The point of failure seems to be in juce_Component.cpp line 1918, where Graphics::reduceClipRegion() calls CoreGraphicsContext::clipToRectangle() which incorrectly determines that the extra components should be painted. It seems to boil down to the fact that (as Jules mentioned) when CoreGraphics is managing the clip regions there is no way to test if our component (rectangle) intersects the clip region or not, but if this is the case then I think Juce should maintain it’s own RectangleList of clip rectangles (as it does in the SoftwareRenderer), because performancewise it is really crippling as it stands!

A small example to demonstrate:

[code]class testRedraw:public Component
{
public:
testRedraw(Rectangle pos, String name)
{
setBounds(pos);
setName(name);
setOpaque(true);
}
virtual void paint (Graphics& g)
{
Rectangle r = g.getClipBounds();
printf(“painting %s: (%d, %d, %d, %d)\n”, (const char*)getName().toUTF8(), r.getX(), r.getY(), r.getWidth(), r.getHeight() );
g.fillAll(Colour(0xFF000000 | rand()));
g.setColour(Colour(0xFF000000));
g.drawRect®;
}
} *test1, *test2, *test3;

class MyContentComponent : public Component, public Timer
{
public:
MyContentComponent()
{
setName(“MyContentComponent”);
setSize(500, 400);
addAndMakeVisible(test1 = new testRedraw(Rectangle(20,20,100,100), “A”));
addAndMakeVisible(test2 = new testRedraw(Rectangle(140,20,100,100), “B”));
addAndMakeVisible(test3 = new testRedraw(Rectangle(260,20,100,100), “C”));
startTimer(500);
}
virtual void timerCallback ()
{
test1->repaint();
test3->repaint();
}
virtual void paint (Graphics& g)
{
printf(“painting content component…!\n”);
g.fillAll(Colour(0xFFFFFFFF));
}
};[/code]

outputs:

painting content component...! painting A: (0, 0, 100, 100) painting B: (0, 0, 100, 100) painting C: (0, 0, 100, 100) painting content component...! painting A: (0, 0, 100, 100) painting B: (0, 0, 100, 100) painting C: (0, 0, 100, 100)
etc…

Any ideas how this can be improved??


#20

I don’t think that’s even possible, TBH, because of possible affine transforms, etc. You either have to go with CoreGraphics all the way, or not.

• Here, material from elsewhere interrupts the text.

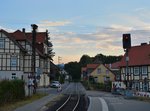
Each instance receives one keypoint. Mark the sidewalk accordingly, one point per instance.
(38, 104)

One possible idea that I think I mentioned on another thread would be to do the test differently,so to test whether a rectangle intersects the clip region, you’d do it destructively, i.e.

  • save the graphics state
  • clip to the rectangle in question
  • see if the clip is now empty or not
  • restore the state

…which is a horribly long-winded way to do it. I’ve not tried it myself, would be interested if anyone wants to experiment.